In a prospective study, Nienke Z. Borren, MD, research fellow in the Division of Gastroenterology at Massachusetts General Hospital, Ashwin N. Ananthakrishnan, MBBS, MPH, director of the Mass General Crohn's and Colitis Center, and colleagues identified alterations in serum metabolites and fecal microbes associated with fatigue in patients with quiescent IBD. Further study of these changes might identify factors that could be modified therapeutically.
The researchers enrolled 166 adults who received care for quiescent Crohn's disease or ulcerative colitis at Mass General between March 2016 and December 2018. Quiescent disease was defined as endoscopic remission demonstrated within the past year, absence of symptoms at colonoscopy and until study enrollment, normal C-reactive protein and erythrocyte sedimentation rate, and normal fecal calprotectin in the past year.
Patients completed the Functional Assessment of Chronic Illness Therapy–Fatigue (FACIT-F)–Fatigue (FACIT-F) assessment and fatigue was defined as a score ≤43. Ninety-one patients (55%) met that definition and the others formed a non-fatigued control group.
There were 131 serum samples available to analyze 184 proteins. None of the key proinflammatory cytokines tested were significantly more elevated in fatigued patients than in controls. Thus, fatigue in quiescent IBD is unlikely to be driven solely by systemic inflammation.
Among the patients identified, 156 had serum samples available for profiles of 100 targeted metabolites. Based on co-occurrence in the serum, most metabolites could be grouped into four distinct clusters. One cluster of 18 metabolites was significantly different in subjects with and without fatigue (β = −0.40; P =.03).
Many of the individual metabolites in that cluster, including methionine, tryptophan, proline and sarcosine, were significantly more depleted in patients with fatigue than those without.

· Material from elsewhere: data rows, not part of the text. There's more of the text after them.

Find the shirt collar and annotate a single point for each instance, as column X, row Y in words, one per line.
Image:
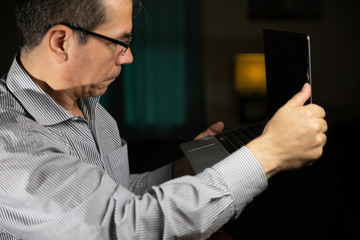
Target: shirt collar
column 38, row 103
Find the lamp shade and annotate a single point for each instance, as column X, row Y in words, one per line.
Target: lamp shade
column 250, row 73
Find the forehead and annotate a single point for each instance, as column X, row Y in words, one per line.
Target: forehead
column 119, row 14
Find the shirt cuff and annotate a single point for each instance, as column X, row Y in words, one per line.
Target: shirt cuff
column 160, row 175
column 244, row 175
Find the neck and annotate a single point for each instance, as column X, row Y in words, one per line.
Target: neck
column 51, row 83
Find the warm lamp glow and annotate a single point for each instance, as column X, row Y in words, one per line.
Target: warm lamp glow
column 250, row 73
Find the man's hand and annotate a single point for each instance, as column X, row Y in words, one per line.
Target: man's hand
column 182, row 166
column 294, row 137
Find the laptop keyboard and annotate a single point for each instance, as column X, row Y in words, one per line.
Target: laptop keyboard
column 236, row 138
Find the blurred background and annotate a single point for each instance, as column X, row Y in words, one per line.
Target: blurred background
column 183, row 79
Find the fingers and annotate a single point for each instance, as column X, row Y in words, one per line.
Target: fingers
column 315, row 111
column 301, row 97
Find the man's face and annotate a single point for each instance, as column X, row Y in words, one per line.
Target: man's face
column 99, row 61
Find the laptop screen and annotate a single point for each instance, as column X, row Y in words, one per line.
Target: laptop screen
column 288, row 66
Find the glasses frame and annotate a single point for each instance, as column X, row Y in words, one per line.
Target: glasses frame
column 112, row 40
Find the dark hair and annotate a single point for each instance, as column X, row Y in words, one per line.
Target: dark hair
column 35, row 17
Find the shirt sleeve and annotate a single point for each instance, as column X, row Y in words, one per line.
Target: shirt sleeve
column 141, row 183
column 47, row 194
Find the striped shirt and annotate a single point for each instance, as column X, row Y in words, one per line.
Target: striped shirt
column 67, row 177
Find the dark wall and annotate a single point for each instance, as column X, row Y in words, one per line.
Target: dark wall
column 318, row 202
column 9, row 38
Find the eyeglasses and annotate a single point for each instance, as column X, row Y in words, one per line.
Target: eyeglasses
column 125, row 45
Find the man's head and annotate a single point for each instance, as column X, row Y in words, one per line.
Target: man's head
column 62, row 57
column 35, row 17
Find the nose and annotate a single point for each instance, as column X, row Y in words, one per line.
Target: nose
column 125, row 59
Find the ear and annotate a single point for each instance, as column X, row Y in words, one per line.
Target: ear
column 60, row 39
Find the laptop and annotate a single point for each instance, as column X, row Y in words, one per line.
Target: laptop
column 288, row 67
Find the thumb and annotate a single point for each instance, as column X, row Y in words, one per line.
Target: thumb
column 301, row 97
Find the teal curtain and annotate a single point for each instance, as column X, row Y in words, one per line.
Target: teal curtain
column 162, row 89
column 155, row 84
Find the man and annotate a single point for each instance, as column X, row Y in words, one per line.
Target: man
column 64, row 167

Fecal samples were available from 50 patients. After adjusting for IBD type, age and gender, significant alterations in microbial abundance were identified in patients with fatigue:
- At the genus level, reduced abundance of Faecalibacterium, Ruminococcus and Alistipes and a higher abundance of Coprobacillus
- At the species level, depletion of butyrate producers such as Faecalibacterium prausnitzii and Roseburia hominis
Functional pathway analysis showed that the butyrate and asparagine synthesis pathways were significantly depleted in patients with fatigue, while dihydrofolate reductase was significantly more abundant.
The researchers created a microbiome score for each patient. On scatterplot analysis, a more fatigue-like microbiome was strongly correlated with increasing FACIT-F score (r = −0.57; P < .001).
Correlation of Microbiome and Metabolomic Changes
Across increasing tertiles of the fatigue microbiome score, there was progressive, dose-dependent depletion of methionine, tryptophan, proline and sarcosine.
Implications for New Therapies
These findings lay the foundation to explore therapeutic interventions for IBD-related fatigue that would be directed at the microbiome, such as pre- and probiotics. The study also suggests the use of serologic or proteomic markers to quantify the burden of fatigue in IBD and perhaps other autoimmune diseases where fatigue is prevalent.